In such an environment, where the channel has the ability to charge every viewer who wants to access the channel, there is an immediate drop in the pressure to sell advertising. Cricket will, for the foreseeable future, be ‘premium’ content that subscribers will pay for. To illustrate the change, let’s take this: “The number of direct-to-home (DTH) subscribers witnessed a growth of 62 percent in 2010-11,” says research firmICRA. Currently, for example, on TATA Sky, STAR Sports and ESPN charge Rs 29 per subscriber per month, STAR Cricket Rs. 25. The growth that ICRA reported, 62 percent, are all new revenue targets for STAR India – and the more digital India gets, the more revenue STAR could target. If subscribers do not pay, they do not watch – as simple as that. In the analog system, a subscriber might have paid – and STAR might have received nothing from him, with the cable operator pocketing the subscription. In the digital regime, this is impossible.

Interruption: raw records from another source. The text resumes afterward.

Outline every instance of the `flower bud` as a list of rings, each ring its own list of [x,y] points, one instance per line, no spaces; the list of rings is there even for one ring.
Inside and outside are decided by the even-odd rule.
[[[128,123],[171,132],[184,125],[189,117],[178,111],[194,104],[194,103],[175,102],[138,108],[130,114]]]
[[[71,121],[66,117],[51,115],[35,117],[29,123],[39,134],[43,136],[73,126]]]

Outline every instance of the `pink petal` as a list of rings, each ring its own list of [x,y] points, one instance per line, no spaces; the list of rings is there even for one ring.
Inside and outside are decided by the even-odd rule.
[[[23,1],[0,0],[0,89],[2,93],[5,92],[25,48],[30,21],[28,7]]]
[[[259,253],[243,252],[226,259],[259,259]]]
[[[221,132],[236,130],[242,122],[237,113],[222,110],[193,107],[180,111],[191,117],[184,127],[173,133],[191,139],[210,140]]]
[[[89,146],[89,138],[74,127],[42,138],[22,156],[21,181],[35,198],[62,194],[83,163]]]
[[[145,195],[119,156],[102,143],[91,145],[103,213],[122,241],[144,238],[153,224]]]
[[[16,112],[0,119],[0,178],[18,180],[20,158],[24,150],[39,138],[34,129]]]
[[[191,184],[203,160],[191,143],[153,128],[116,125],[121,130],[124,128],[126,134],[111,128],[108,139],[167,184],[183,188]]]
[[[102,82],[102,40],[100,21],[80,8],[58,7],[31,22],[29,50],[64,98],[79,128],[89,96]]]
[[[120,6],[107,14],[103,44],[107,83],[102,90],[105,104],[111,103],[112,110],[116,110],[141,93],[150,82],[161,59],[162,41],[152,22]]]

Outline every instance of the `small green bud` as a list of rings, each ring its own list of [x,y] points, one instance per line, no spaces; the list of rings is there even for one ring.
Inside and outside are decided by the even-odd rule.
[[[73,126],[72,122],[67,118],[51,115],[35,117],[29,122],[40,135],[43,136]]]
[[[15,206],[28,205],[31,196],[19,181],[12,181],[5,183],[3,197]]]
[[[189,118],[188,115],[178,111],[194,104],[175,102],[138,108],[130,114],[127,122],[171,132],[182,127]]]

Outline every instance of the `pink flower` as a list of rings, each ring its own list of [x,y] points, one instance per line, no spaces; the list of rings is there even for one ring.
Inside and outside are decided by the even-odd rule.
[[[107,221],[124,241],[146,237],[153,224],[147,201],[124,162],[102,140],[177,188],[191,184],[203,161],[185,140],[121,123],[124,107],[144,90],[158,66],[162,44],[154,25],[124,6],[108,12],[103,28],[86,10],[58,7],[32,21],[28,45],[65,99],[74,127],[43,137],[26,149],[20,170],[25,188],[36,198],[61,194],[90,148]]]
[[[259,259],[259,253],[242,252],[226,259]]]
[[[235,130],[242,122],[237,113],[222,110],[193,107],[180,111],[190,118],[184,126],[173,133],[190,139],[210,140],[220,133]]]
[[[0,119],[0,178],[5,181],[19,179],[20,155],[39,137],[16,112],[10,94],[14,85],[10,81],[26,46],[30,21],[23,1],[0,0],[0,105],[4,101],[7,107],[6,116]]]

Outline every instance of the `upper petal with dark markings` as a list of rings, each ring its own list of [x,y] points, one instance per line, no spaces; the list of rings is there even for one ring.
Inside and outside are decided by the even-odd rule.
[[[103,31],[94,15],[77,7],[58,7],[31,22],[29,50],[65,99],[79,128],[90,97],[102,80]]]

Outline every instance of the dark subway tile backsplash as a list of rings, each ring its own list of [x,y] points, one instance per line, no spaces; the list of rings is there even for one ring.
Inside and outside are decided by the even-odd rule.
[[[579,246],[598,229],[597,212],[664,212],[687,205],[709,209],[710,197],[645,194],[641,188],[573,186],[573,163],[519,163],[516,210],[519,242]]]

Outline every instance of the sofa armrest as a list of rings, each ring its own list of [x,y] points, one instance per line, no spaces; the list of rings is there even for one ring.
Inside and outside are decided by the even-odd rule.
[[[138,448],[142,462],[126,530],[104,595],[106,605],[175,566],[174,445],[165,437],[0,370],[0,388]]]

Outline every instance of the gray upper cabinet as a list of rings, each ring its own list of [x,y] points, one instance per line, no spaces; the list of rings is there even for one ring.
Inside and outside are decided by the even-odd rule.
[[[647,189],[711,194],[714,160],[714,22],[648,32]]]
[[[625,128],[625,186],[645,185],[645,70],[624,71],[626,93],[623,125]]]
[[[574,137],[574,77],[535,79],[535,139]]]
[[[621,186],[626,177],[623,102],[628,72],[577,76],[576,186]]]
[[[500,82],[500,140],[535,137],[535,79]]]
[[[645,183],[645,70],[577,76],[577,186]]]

Fundamentally, STAR India is taking a punt that the TRAI means business, and that digitisation will trundle on at the scheduled pace or near to it.
Why did STAR India bid (and win) and not ESPN STAR Sports, the JV between STAR and Disney-owned ESPN? “ESPN Star Sports (ESS), the 18-year-old sports broadcasting joint venture between ESPN International and News Corp, is under review for a possible operational split of its Indian business. The move aims to boost the Indian footprint ESPN’s parent Walt Disney and give flexibility to both parties to pursue expansion in India’s booming pay TV market,” saysFinancial Express.
The BCCI win gives STAR India CEO considerable clout at the negotiating table when the nitty-gritties of the divorce are hammered out. ESPN, in effect, loses out on a large part of cricket for the next six-and-half years if they play hardball with STAR. The cricket win changes the power equation – and the divorce would be a lot friendlier than it would have been if MSM had been a couple of hundred crores braver.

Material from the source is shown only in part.